Mean value theorem for a gradient of convex function
So there may be further necessary context, but I think that this is false in general, even for a convex separable function. Take the example of $f(x,y) = x^4 + y^6$. We have
\begin{align*} \nabla f(x,y) &= \begin{bmatrix} 4x^3 \\ 6y^5\end{bmatrix}\\ \nabla^2 f(x,y) &= \begin{bmatrix} 12x^2 & 0 \\ 0 & 30y^4\end{bmatrix}\\ \end{align*}
Now take the two point $(0,0)$ and $(x,y)$, and apply this "mean value theorem" which will generate some point $(tx,ty)$ for $t\in [0,1]$ on the line between $(0,0)$ and $(x,y)$:
\begin{align*} \nabla f(x,y) - \nabla f(0,0) &= \begin{bmatrix} 4x^3 \\ 6y^5\end{bmatrix}\\ \begin{bmatrix} 4x^3 \\ 6y^5\end{bmatrix} &= \begin{bmatrix} 12t^2x^2 & 0 \\ 0 & 30t^4y^4\end{bmatrix} \left(\begin{bmatrix} x \\ y\end{bmatrix} - \begin{bmatrix} 0 \\ 0\end{bmatrix}\right)\\ &= \begin{bmatrix} 12t^2x^3 \\ 30t^4y^5\end{bmatrix} \end{align*}
Now for this mean value theorem to be true, we need both $t^2 = 1/3$ and $t^4 = 1/5$. Obviously this can never be the case.

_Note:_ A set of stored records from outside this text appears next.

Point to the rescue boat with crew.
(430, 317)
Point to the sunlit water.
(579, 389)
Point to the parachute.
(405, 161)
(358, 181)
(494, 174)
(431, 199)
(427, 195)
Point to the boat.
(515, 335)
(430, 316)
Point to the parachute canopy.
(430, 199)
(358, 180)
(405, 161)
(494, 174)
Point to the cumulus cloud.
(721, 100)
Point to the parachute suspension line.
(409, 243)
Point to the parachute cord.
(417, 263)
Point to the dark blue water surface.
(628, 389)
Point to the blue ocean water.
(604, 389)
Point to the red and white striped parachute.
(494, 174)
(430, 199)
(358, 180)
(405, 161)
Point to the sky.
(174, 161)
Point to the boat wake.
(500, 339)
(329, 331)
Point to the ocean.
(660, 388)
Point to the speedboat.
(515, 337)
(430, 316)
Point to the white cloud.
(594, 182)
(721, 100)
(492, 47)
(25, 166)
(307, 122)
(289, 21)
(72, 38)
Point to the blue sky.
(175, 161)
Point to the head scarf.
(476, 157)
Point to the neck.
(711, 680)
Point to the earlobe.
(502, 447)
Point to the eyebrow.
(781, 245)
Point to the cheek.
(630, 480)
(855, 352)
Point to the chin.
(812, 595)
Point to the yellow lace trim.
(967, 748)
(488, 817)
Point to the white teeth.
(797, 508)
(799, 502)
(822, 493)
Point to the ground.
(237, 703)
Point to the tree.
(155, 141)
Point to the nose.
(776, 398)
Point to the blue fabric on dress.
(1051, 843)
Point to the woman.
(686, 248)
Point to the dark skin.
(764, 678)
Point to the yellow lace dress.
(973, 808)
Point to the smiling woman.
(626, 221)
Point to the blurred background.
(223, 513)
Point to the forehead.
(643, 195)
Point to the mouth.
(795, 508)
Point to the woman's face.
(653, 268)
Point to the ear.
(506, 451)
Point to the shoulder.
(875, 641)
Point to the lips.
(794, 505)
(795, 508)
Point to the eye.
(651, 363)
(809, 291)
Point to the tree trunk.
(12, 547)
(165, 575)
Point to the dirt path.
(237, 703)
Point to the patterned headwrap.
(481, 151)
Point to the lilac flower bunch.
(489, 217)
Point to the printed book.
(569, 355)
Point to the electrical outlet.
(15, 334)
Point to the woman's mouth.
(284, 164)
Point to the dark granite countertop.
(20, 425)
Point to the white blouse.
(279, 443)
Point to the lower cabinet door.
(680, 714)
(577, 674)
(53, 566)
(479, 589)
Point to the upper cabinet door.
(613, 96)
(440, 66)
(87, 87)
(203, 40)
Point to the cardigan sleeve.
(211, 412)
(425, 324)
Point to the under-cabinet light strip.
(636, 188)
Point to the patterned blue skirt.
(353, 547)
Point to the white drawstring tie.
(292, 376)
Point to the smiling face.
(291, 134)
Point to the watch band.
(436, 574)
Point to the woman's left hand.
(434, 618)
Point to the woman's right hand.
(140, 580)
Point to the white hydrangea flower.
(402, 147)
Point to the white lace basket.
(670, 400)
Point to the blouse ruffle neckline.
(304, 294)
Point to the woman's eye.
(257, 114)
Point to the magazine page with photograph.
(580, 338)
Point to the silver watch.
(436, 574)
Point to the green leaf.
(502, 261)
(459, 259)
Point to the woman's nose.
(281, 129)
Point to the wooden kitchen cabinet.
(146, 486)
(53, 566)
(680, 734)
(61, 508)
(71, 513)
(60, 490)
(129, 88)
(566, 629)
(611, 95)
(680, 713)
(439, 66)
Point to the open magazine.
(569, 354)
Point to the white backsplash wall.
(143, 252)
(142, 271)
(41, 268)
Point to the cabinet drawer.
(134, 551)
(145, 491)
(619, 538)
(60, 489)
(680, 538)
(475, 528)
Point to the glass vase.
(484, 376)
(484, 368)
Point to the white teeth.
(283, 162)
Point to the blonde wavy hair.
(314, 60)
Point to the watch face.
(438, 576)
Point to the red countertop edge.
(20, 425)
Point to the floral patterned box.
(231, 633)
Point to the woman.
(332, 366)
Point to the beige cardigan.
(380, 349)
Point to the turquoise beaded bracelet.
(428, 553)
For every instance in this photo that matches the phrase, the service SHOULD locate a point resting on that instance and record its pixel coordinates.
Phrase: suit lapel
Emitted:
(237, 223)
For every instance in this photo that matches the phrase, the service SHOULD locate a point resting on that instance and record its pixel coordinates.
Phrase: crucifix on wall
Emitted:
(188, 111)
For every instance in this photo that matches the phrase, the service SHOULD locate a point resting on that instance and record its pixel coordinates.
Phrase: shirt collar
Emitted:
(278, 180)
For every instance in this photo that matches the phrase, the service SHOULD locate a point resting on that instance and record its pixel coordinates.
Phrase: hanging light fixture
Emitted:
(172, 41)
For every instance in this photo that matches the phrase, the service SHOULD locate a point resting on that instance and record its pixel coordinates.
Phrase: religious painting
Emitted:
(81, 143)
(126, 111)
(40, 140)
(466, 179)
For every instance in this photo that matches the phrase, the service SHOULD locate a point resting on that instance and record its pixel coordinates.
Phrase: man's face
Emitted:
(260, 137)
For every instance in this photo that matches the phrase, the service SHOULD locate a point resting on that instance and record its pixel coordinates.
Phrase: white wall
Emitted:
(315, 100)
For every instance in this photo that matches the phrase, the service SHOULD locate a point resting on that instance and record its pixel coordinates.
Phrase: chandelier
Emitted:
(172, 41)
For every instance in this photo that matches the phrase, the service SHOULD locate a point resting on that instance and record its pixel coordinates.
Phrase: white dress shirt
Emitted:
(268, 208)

There are other mean value theorems than the 1D one that are possible (https://en.wikipedia.org/wiki/Mean_value_theorem#Mean_value_theorem_for_vector-valued_functions), but none like this.
Applying the MVT on the components will result in a point that is not necessarily on the line though, but in the boxspanned between the two point (this is what I think the authors had in mind). Reading over the paper, this point being on the line between the two iterates in not really important to the proof. What's important is this point's proximity to the origin which determines how it compares to $\epsilon$.
Given the $J$ he has, note $$ \nabla J_i = \frac{u_i}{\sqrt{u_i^2 +\epsilon}} $$ Thus $$ \nabla^2 J_{ij} = \frac{\partial^2 J}{\partial u_i \partial u_j}= \delta_{ij} \left ( \frac{1}{\sqrt{u_i^2 +\epsilon}} - \frac{u_i^2}{(u_i^2 +\epsilon)^{3/2}}\right)=\frac{\delta_{ij} \epsilon}{(u_i^2 + \epsilon)^{3/2}}$$ The mean value theorem here is given by for $\nabla J_i$ is given by $$ \nabla J_i (x) - \nabla J_i (y) = \nabla (\nabla J_i(u_i))\cdot (x-y) $$ with $u_i$ between $x_i$ and $y_i$. Thus $$ \nabla J (x) - \nabla J (y) = \nabla^2J(u)\cdot ( x-y) $$ NOTE that $u$ may not be on the line between $x$ and $y$. Convexity isn't really playing a direct role here, since you have a formula for $J$. But you could probably make an argument in the general case using convex $\iff \nabla^2 J \geq 0$ (positive semi-definite).